Глава семнадцатая МАЙОШКА

Глава семнадцатая

МАЙОШКА

В гусарском полку

24 февраля 1836 года Лермонтов приехал в Москву; на следующий день побывал на вечере в Российском благородном собрании, а через две недели вернулся в Петербург, в Царское Село и был уже, как значилось в военных документах, «налицо в полку».

В конце марта — первой половине апреля он писал в Тарханы:

«Милая бабушка.

Так как время вашего приезда подходит, то я уже ищу квартиру, и карету видел, да высока; Прасковья Николаевна Ахвердова в мае сдаёт свой дом, кажется, что будет для нас годиться, только всё далеко. Лошади мои вышли, башкирки так сносны, что чудо, до Петербурга скачу — а приеду, они и не вспотели; а большими парой, особенно одной, все любуются, — так они выправились, что ожидать нельзя было. Лошадь у генерала я ещё не купил, а уже говорил ему об этом, и он согласен. <…> Скоро государь, говорят, переезжает в Царское Село — и нам начнётся большая служба, и теперь я больше живу в Царском, в Петербурге нечего делать, — там уж полторы недели не был; всё по службе идёт хорошо — и я начинаю приучаться к царскосельской жизни.

Прощайте, милая бабушка, будьте здоровы и покойны на мой счёт, а я, будьте уверены, всё сделаю, чтоб продолжать это спокойствие. Целую ваши ручки и прошу вашего благословения.

Покорный внук

М. Лермонтов».

А в конце апреля — начале мая, когда Арсеньева, возможно, уже катила к Москве, Лермонтов сообщает ей, что квартиру нанял на Садовой улице в доме князя Шаховского, «за 2000 рублей, — все говорят, что недорого, смотря по числу комнат. Карета также ждёт вас… а мы теперь все живём в Царском; государь и великий князь здесь; каждый день ученье, иногда два».

Учения, смотры, парадировки… муштра была по сердцу Николаю I, особенно ежели образцовая. Высочайшими приказами о поощрении пестрят полковые документы весны и лета 1836 года. «…Государь император, за произведённое по тревоге сего числа ученье… изъявляет совершенную благодарность… и монаршее благословение…» Всё это в адрес командиров, ну а где-то в конце упоминаются и господа штаб- и обер-офицеры, — к последним принадлежал и корнет Лермонтов.

Как-то летом восемнадцатилетний художник Моисей Меликов, гуляя с карандашом в руке по роскошному Царскосельскому саду, увидел Лермонтова, с которым они были хорошо знакомы в недалёком московском прошлом:

«Живо помню, как, отдохнув в одной из беседок сада и отыскивая новую точку для наброска, я вышел из беседки и встретился лицом к лицу с Лермонтовым после десятилетней разлуки.
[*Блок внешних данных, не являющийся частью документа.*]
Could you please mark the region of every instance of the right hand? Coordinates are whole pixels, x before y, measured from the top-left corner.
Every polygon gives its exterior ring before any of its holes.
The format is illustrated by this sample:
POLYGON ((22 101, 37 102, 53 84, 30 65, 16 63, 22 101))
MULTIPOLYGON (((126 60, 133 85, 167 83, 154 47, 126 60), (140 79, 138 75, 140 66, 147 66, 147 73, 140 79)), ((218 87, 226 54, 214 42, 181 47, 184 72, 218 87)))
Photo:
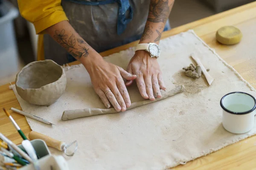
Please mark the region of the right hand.
POLYGON ((129 94, 122 78, 132 80, 136 78, 136 75, 102 59, 92 62, 90 66, 85 67, 94 91, 107 108, 111 107, 110 102, 117 111, 125 111, 131 106, 129 94), (109 91, 111 91, 107 92, 109 91))

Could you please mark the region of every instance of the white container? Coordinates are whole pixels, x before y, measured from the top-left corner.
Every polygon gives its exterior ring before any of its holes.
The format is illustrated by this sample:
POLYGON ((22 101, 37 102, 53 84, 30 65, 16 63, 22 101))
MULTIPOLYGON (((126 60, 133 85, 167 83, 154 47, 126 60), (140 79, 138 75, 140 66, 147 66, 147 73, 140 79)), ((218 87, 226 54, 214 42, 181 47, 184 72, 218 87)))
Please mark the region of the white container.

Он был одет в гусарскую форму. В наружности его я нашёл значительную перемену. Я видел уже перед собой не ребёнка и юношу, а мужчину во цвете лет, и с пламенными, но грустными по выражению глазами, смотрящими на меня приветливо, с душевной теплотой. Казалось мне в тот миг, что ирония, скользившая в прежнее время на губах поэта, исчезла. Михаил Юрьевич сейчас же узнал меня, обменялся со мною несколькими вопросами, бегло рассмотрел мои рисунки, с особенной торопливостью пожал мне руку и сказал последнее прости… Заметно было, что он спешил куда-то, как спешил всегда, во всю свою короткую жизнь. Более мы с ним не виделись».
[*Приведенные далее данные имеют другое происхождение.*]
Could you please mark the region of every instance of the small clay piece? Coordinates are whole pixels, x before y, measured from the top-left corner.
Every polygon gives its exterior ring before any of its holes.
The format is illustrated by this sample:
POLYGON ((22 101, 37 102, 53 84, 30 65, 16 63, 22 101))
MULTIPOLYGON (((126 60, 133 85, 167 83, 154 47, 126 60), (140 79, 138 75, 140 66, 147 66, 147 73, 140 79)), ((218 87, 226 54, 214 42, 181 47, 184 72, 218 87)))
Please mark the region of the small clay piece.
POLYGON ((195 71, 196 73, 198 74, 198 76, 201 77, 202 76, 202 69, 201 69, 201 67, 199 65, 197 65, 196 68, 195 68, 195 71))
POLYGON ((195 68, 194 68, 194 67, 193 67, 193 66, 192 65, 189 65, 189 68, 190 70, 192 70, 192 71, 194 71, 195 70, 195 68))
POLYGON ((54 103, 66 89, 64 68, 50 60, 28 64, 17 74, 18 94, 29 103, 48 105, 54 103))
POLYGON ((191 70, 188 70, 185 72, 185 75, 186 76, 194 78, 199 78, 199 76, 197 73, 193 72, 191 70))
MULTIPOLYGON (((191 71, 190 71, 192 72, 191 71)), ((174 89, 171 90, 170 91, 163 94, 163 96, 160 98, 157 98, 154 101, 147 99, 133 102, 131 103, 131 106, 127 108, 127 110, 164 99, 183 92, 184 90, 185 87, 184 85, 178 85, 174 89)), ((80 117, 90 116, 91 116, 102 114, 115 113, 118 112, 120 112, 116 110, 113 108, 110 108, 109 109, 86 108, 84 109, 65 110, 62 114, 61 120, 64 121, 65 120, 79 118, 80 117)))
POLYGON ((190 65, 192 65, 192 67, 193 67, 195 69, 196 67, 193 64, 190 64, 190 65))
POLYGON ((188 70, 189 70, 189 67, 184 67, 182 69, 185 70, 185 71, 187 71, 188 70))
Меликов признавался, что никогда бы не справился с портретом Лермонтова «при виде неправильностей в очертании его лица», — но эти слова только лишь неуклюжее объяснение того, что он, видимо, хотел сказать. Очевидно, речь о неуловимой и очень быстрой изменчивости облика, особенно глаз, связанной со страстной натурой поэта и его чрезвычайно напряжённой внутренней жизнью. Однако словесный портрет сделан Меликовым верно — ему удалось застать Лермонтова в мгновения его полной серьёзности, когда он не счёл нужным скрывать перед старым приятелем себя истинного: приветливость, душевная теплота; никаких шуток, ни одного лишнего слова…

«Спешил куда-то…»

О царскосельском Лермонтове — в рассказе Юрия Казакова «Звон брегета» (1959), и хотя это версия художника, а не биографа, она психологически довольно выверена и точна:

«Давно уж болел он смертельной тоской бесцельности своей жизни. Да и что было любить ему! Парады и разводы для военных? Придворные балы и выходы для кавалеров и дам? Награды в торжественные сроки именин государя, на Новый год и на Пасху, производство в гвардейских полках и пожалование девиц во фрейлины, а молодых людей в камер-юнкеры?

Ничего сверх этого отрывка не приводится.